His friend can count at least 6 girls he slept with. Most of which were while he was still with his past girlfriends. I don’t blame his friend for not mentioning it before, it wasn’t his place. And he clearly didn’t expect him to be cheating on me since we were about to get fucking married.

At first I was so angry I cried on and off for 2 days. Does this mean we meant nothing? Everything he told me from the very beginning was a damn lie. How long had he been cheating on me? Probably longer than I originally thought.

This has nothing to do with mental illness anymore. He's a chronic liar. He deliberately tried to make me believe he had never done wrong, and that everything with me was so special and different. Fucking bullshit.

I wanted to send a nasty message. I wanted him to know that I knew how much of a liar and asshole he was. But then I decided to be bigger than that. No response from him would ever satisfy me.

I instead deleted his contact, blocked his number, and blocked him on all social media. I won’t answer his phone calls ever again. I won’t be there for him. He doesn’t deserve that. He doesn’t deserve for me to care about him anymore. I also have tried to disconnect from most of his friends, because I want my life to remain private and seperate from his.

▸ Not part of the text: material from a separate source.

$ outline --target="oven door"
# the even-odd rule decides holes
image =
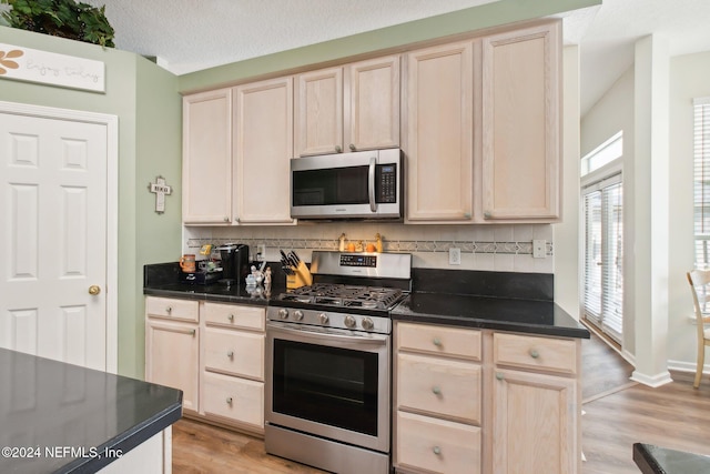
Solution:
[[[266,423],[388,453],[389,339],[270,321]]]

I’m worth more than this. Though now he’s left me with chronic trust issues and a fucked up looking finger. But it doesn't bother me anymore. I’m glad he’s out of my life, and I’d like to think I’m a stronger person because of it. 

I’ve come to learn that the psychological and physical abuse that I was subjected to doesn’t define me, nor does it define anyone who stayed in an abusive relationship longer than they should have.

I don’t regret the decisions I made. It taught me to be more patient, kind, and compassionate than I was before. I learned how to remain calm in the most stressful of situations.

But I also learned through self-reflection and therapy, that no matter what you’ve said or done in the past, you don't ever deserve abuse of any kind. And you’re the only one who can choose to end it once you realize you’re worth more than that.

I decided to get a tattoo today, of the word “worthy”, in case I ever needed a reminder.

This is my way of finally telling everyone what happened and what I've learned. The truth hurts, but it feels so damn good.